The formal recommendations of the National Commission on Fiscal Responsibility and Reform aren’t due until Dec. 1, but the chairmen, former Clinton Administration official Erskine Bowles and former GOP Sen. Alan Simpson, opened the bidding by announcing their own proposal — an aggressive blueprint that slashes spending, eliminates tax breaks, and reduces deficits by $3.8 trillion over the next decade.

Not surprisingly, their proposal hit official Washington with a thud, because it prescribes harsh medicine on a host of fronts — including health care spending. Bowles and Simpson call for Medicare reform in part through changes in payment policies and cost-sharing procedures. Their plan says doctors and other health care providers will be asked to “take responsibility for slowing health care cost growth.”

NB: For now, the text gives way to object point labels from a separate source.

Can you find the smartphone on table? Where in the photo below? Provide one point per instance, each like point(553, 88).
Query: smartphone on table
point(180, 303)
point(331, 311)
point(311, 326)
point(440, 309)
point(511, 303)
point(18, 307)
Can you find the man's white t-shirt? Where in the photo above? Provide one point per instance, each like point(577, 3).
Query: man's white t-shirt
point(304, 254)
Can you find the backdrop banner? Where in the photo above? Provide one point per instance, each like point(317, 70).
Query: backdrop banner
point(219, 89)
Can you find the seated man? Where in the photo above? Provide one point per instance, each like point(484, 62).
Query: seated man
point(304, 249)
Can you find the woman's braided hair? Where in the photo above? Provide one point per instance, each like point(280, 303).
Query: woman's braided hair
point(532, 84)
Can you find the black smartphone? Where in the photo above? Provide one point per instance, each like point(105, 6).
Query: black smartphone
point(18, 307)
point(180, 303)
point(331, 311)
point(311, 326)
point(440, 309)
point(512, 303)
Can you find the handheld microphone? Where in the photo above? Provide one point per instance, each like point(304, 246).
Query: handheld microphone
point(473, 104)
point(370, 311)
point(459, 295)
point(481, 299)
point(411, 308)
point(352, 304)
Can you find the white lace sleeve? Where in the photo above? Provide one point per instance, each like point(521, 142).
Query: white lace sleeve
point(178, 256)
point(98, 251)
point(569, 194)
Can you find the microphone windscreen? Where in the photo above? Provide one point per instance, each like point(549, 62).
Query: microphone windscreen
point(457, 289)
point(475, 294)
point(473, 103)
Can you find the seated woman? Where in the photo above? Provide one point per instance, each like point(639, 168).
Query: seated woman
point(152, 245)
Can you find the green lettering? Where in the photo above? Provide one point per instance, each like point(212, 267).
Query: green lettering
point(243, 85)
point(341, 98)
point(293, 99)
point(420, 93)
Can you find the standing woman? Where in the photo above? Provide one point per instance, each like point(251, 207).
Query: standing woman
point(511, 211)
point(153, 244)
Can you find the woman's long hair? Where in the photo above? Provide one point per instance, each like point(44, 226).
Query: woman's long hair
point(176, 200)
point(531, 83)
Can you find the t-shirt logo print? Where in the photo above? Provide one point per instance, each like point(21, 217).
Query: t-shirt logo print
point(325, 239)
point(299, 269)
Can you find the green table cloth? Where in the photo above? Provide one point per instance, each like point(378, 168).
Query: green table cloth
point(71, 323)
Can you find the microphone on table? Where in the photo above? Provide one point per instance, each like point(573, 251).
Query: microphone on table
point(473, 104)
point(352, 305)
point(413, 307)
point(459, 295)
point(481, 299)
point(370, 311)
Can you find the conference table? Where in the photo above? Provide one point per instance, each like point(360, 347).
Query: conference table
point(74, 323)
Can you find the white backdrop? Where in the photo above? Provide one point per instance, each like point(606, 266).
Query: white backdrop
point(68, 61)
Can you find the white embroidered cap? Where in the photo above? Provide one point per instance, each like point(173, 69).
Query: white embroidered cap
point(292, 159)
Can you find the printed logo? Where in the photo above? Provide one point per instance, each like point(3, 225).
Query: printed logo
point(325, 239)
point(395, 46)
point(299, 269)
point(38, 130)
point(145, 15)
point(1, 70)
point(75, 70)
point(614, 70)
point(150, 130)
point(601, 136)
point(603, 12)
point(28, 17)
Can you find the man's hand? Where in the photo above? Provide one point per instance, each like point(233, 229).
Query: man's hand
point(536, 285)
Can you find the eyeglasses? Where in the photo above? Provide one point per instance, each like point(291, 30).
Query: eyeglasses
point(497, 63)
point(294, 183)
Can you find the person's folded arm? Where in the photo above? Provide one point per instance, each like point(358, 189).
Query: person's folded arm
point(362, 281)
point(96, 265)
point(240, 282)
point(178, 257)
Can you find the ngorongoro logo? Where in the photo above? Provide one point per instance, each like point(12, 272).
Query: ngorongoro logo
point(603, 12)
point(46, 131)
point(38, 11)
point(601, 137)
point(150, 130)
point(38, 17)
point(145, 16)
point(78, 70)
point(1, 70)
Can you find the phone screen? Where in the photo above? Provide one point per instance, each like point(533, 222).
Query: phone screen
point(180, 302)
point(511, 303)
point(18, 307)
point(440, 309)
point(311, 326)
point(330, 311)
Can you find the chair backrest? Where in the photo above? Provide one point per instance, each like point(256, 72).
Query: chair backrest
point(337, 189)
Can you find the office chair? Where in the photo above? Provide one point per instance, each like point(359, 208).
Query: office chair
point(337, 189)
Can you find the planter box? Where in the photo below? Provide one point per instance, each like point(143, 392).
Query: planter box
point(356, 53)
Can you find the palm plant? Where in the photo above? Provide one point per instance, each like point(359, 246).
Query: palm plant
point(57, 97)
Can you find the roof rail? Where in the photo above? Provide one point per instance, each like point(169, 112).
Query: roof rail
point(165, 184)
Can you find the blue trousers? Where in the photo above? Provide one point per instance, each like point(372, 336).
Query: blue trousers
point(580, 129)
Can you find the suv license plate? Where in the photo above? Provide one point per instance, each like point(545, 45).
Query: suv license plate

But as the Center’s series, “Manipulating Medicare” has already demonstrated, that’s easier said then done — way easier. Our initial piece, “Medicare: An Entitlement Out of Control,” detailed how the federal health program is unsustainable on its current path, but has also been politically untouchable. Our second piece, “Little-Known AMA Group Has Outsized Influence on Medicare Payments,” revealed how rising Medicare payment rates are often being effectively determined by the very doctors who stand to benefit from them.

Subsequent stories in the series will describe how and why Medicare is paying millions of dollars for procedures and services that, based on available evidence, don’t really make sick people better.